The building, which will be located on Ellesmere Road just east of Military Trail, is scheduled to open in the fall of 2023.
“This state-of-the-art, innovative residence facility is designed to meet a major need at U of T Scarborough,” says U of T president Meric Gertler. “It will provide an outstanding environment for living and learning, a place where friendships are forged and memories are made. And it will be a hub of community and belonging in an increasingly vibrant part of this wonderful campus.”
The residential floors will include a mix of single- and double-occupancy bedrooms, fully accessible suites, study spaces and common areas including kitchen and lounge spaces. The building will also have a rooftop garden and terrace, a food servery and dining hall, event space and mixed-use spaces for workshop-style learning. It will also house the Office of Student Experience & Wellbeing as well as Student Housing & Residence Life.
The owner’s design team includes Core Architects and Handel Architects, while Pomerleau’s project team includes IBI Group (architecture), Exp (structural), MCW (electrical, mechanical) and RDH Building Science (enclosure).
At 265,000 square feet, the building will be one of the largest in North America designed to the Passive House standard for energy consumption.

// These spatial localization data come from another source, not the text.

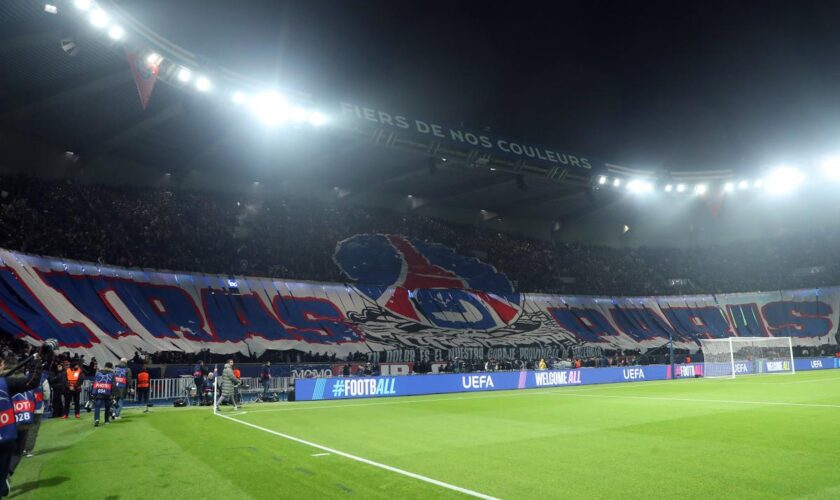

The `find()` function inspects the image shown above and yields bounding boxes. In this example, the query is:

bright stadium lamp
[45,4,58,14]
[676,184,686,192]
[309,111,328,127]
[289,106,309,123]
[820,157,840,180]
[738,180,749,190]
[195,76,212,92]
[664,184,673,192]
[613,178,621,187]
[74,0,92,11]
[108,25,125,40]
[250,92,289,126]
[765,167,803,194]
[694,184,707,195]
[177,67,192,82]
[89,9,109,28]
[146,52,163,66]
[598,175,607,185]
[232,91,248,105]
[723,182,734,193]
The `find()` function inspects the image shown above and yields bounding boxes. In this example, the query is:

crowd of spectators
[2,174,840,296]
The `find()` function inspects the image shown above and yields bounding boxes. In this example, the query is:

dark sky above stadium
[120,0,840,173]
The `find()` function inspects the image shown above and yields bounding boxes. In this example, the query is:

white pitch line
[311,453,331,457]
[216,413,500,500]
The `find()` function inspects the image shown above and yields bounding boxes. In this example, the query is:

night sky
[119,0,840,173]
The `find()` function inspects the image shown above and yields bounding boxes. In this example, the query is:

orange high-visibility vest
[137,372,150,388]
[66,368,81,388]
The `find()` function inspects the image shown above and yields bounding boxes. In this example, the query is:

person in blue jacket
[92,362,115,427]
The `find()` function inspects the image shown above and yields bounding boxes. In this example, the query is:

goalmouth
[700,337,795,379]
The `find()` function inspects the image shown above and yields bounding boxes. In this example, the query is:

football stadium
[1,1,840,498]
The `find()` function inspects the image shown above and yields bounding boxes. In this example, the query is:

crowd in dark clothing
[1,174,840,297]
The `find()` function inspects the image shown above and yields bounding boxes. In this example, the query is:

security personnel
[136,367,150,413]
[63,362,83,419]
[92,362,115,427]
[0,344,53,497]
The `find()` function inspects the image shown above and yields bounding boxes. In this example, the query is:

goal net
[700,337,795,378]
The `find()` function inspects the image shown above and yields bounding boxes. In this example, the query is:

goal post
[700,337,795,378]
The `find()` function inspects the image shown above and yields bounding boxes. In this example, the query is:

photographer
[92,362,115,427]
[0,341,54,497]
[112,359,131,420]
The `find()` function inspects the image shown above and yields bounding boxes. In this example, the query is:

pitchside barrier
[75,376,293,407]
[295,358,840,401]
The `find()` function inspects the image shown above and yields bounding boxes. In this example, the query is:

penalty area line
[215,413,500,500]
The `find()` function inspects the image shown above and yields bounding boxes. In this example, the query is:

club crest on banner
[334,234,522,331]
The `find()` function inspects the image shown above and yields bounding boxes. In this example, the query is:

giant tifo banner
[0,237,837,361]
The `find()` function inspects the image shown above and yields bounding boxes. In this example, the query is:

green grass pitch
[13,370,840,499]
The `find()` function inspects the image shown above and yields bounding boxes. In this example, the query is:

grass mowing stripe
[553,392,840,408]
[215,412,500,500]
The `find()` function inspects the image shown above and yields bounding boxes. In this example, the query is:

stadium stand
[1,174,839,296]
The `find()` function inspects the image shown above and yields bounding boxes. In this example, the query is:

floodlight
[309,111,328,127]
[676,184,686,192]
[146,52,163,66]
[107,25,125,40]
[90,9,109,28]
[738,180,749,190]
[45,4,58,14]
[820,157,840,180]
[74,0,92,11]
[754,179,764,188]
[765,167,803,194]
[177,67,192,82]
[195,76,211,92]
[232,91,247,105]
[724,182,734,192]
[613,178,621,187]
[664,184,673,192]
[597,176,607,185]
[694,184,707,195]
[289,106,309,122]
[250,92,289,126]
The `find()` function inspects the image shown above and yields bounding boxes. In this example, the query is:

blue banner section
[296,365,671,401]
[295,359,840,401]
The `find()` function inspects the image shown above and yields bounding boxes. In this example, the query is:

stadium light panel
[195,76,211,92]
[107,25,125,40]
[44,4,58,14]
[74,0,92,11]
[249,92,289,126]
[177,67,192,82]
[289,106,309,123]
[146,52,163,67]
[628,180,653,194]
[232,91,247,105]
[598,175,607,185]
[724,182,734,192]
[820,157,840,180]
[664,184,673,192]
[694,184,707,195]
[676,184,686,192]
[613,178,621,187]
[754,179,764,188]
[89,9,109,28]
[738,180,749,190]
[765,167,804,194]
[309,111,328,127]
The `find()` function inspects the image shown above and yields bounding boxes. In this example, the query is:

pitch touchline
[216,413,500,500]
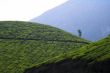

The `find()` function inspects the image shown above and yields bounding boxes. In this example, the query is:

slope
[32,0,110,41]
[25,36,110,73]
[0,21,89,73]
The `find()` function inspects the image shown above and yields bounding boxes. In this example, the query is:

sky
[0,0,68,21]
[32,0,110,41]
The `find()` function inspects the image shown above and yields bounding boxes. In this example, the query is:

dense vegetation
[25,36,110,73]
[0,21,89,73]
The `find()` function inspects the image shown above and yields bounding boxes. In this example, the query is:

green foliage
[41,36,110,66]
[74,36,110,61]
[0,21,88,73]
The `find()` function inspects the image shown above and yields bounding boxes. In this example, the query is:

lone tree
[78,29,82,37]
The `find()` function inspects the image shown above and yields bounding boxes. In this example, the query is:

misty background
[32,0,110,41]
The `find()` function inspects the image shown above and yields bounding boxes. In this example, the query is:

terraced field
[0,21,89,73]
[26,36,110,73]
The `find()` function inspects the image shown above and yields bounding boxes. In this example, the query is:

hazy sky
[0,0,68,21]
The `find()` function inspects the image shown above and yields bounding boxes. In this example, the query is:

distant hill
[0,21,88,73]
[25,36,110,73]
[31,0,110,41]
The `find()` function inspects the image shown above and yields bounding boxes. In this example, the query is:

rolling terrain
[0,21,89,73]
[25,36,110,73]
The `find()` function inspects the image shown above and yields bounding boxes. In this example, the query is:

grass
[36,35,110,67]
[0,21,89,73]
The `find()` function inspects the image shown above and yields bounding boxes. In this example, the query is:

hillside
[0,21,89,73]
[25,36,110,73]
[32,0,110,41]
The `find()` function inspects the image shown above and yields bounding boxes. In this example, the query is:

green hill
[0,21,89,73]
[25,36,110,73]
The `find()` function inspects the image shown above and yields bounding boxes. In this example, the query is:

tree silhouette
[78,29,82,37]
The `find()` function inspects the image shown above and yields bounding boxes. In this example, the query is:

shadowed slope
[24,36,110,73]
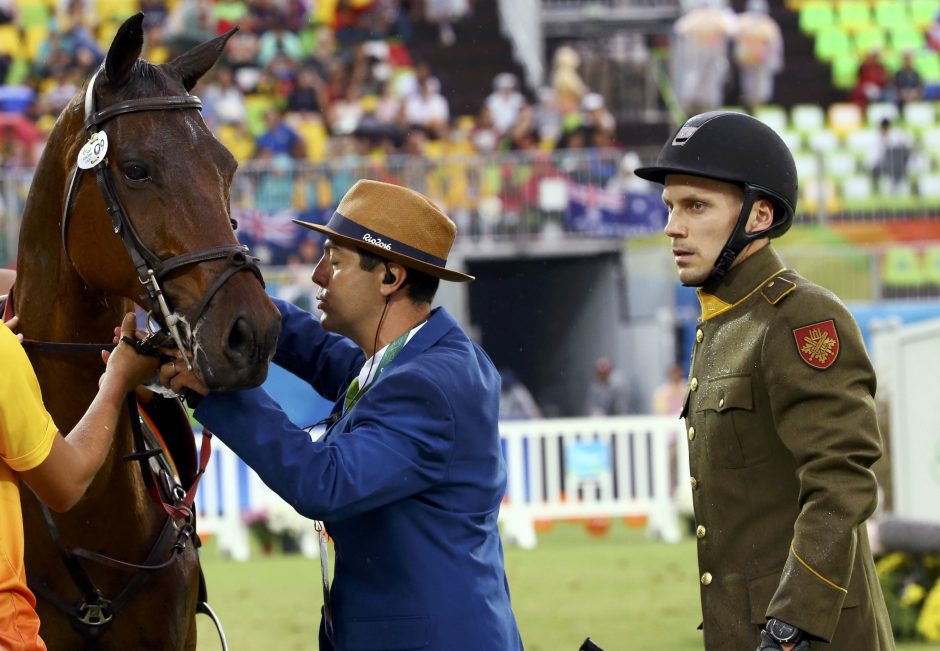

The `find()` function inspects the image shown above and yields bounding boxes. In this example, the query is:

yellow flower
[876,552,909,578]
[901,582,926,607]
[917,579,940,642]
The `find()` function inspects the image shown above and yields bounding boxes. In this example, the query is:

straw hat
[293,180,473,282]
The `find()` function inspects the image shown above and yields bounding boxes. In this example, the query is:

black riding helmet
[635,111,798,284]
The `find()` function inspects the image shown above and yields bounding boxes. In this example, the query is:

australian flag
[566,182,667,238]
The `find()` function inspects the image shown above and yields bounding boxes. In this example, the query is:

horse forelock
[105,59,188,101]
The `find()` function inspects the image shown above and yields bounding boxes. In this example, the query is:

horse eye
[122,163,150,182]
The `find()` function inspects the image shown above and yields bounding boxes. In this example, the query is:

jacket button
[690,377,698,391]
[718,398,724,408]
[690,476,698,490]
[696,329,703,343]
[701,572,712,585]
[696,525,706,539]
[688,426,696,441]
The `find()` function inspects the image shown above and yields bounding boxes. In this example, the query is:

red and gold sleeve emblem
[793,319,840,369]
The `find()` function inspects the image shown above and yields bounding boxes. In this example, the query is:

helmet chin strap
[696,185,765,287]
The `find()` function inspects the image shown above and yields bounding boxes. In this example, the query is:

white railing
[195,415,688,560]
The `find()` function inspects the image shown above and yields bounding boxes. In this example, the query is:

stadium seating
[882,245,926,296]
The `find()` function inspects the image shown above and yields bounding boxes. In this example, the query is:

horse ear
[166,27,239,92]
[105,12,145,87]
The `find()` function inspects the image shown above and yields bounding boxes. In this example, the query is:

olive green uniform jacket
[683,245,894,650]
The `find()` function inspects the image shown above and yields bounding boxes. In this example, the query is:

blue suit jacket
[195,298,524,650]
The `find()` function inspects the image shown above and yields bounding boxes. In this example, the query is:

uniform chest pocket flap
[695,374,755,469]
[696,374,753,413]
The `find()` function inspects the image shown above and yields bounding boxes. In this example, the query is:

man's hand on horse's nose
[160,353,209,397]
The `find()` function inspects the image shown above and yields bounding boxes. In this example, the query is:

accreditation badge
[793,319,840,369]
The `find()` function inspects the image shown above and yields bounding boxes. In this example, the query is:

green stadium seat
[902,101,936,133]
[910,0,940,30]
[919,126,940,153]
[831,53,859,89]
[923,246,940,285]
[881,49,904,74]
[815,26,852,62]
[915,173,940,198]
[753,104,788,133]
[882,245,926,292]
[823,150,859,178]
[889,26,926,53]
[808,129,838,152]
[874,1,911,30]
[18,2,50,29]
[791,104,826,134]
[777,129,804,153]
[853,27,886,56]
[837,2,873,33]
[867,101,900,127]
[845,128,880,160]
[800,1,835,35]
[915,51,940,82]
[792,151,821,179]
[840,174,873,202]
[244,94,277,137]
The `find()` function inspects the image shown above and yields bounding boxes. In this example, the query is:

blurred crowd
[0,0,622,171]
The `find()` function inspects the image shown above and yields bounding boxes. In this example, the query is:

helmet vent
[672,126,698,146]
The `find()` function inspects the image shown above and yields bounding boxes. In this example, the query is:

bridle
[61,66,263,364]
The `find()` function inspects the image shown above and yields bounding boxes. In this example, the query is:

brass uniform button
[696,525,707,539]
[690,476,698,490]
[696,329,704,343]
[688,426,696,441]
[690,377,698,391]
[701,572,713,585]
[718,398,724,408]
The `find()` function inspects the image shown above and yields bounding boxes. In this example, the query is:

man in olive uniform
[636,111,894,651]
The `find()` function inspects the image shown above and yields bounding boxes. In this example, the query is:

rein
[61,66,264,364]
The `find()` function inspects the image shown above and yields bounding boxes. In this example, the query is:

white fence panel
[195,416,687,559]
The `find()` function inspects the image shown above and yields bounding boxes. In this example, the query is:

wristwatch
[765,618,804,645]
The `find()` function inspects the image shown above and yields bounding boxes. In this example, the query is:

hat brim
[293,220,474,282]
[634,164,743,187]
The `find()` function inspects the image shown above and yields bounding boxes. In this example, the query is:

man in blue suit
[159,180,524,650]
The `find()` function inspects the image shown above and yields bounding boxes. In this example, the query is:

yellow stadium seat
[0,24,21,56]
[24,26,48,62]
[828,102,863,138]
[837,2,873,34]
[296,119,328,163]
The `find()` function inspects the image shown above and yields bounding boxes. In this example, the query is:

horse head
[61,14,280,390]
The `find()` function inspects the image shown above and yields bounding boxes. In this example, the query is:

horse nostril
[226,317,254,359]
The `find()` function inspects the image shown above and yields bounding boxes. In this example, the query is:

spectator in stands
[403,75,449,139]
[870,117,912,195]
[652,364,686,416]
[286,67,327,118]
[257,23,305,68]
[607,151,658,195]
[635,110,892,650]
[581,92,615,141]
[851,49,890,108]
[733,0,783,114]
[421,0,471,46]
[156,179,524,651]
[585,357,630,416]
[485,73,526,136]
[499,368,542,420]
[532,86,563,145]
[255,107,305,158]
[893,51,924,107]
[202,66,247,127]
[671,0,737,115]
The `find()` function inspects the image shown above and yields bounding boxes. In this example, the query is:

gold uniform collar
[697,246,787,321]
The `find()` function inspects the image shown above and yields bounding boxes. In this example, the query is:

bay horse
[14,14,280,650]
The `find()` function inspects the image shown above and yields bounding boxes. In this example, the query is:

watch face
[769,619,799,643]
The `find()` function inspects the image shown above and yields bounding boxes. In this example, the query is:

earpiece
[382,263,395,285]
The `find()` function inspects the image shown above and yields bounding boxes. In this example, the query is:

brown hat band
[325,211,448,267]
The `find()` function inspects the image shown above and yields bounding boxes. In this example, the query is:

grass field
[195,521,933,650]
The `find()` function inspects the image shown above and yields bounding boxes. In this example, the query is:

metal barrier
[195,415,688,560]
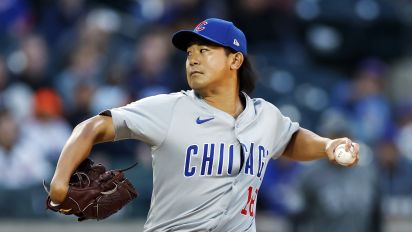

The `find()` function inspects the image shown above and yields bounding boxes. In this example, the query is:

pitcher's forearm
[283,128,332,161]
[49,124,95,203]
[53,128,94,183]
[49,115,115,203]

Features such as triple-glazed windows, walls with improved thermal performance and continuous insulation, mean the building will consume very little energy for heating and cooling—and not need conventional furnaces and air-conditioning systems.
As a result, the building is expected to achieve 40 to 60 percent improvements in heating and cooling-related energy use compared to conventional buildings.
“This is the largest passive house project of its kind in North America, meaning our students are living in a facility that provides the cutting-edge, sustainable technologies that our university is striving to model,” says Andrew Arifuzzaman, U of T Scarborough’s chief administrative officer.
The building’s U-shaped design, developed by Handel Architects in collaboration with Toronto-based Core Architects, complements the campus’s natural surroundings. It’s shaped so that the north side opens up to the tree grove located just north of the building. The large dining hall on the ground floor will offer views of the same tree grove.
The project will also use Boston Dynamics’s robot dog, Spot, during construction to document work progress and support health, safety and quality standards.
“Students are at the core of everything we do at U of T Scarborough,” says Professor Wisdom Tettey, principal of U of T Scarborough. “Expanding our residence spaces will create opportunities and options for our students to ensure their wellbeing, to foster a vibrant and engaged community, to build school spirit and, most importantly, to promote a strong sense of belonging and lifelong affinity.”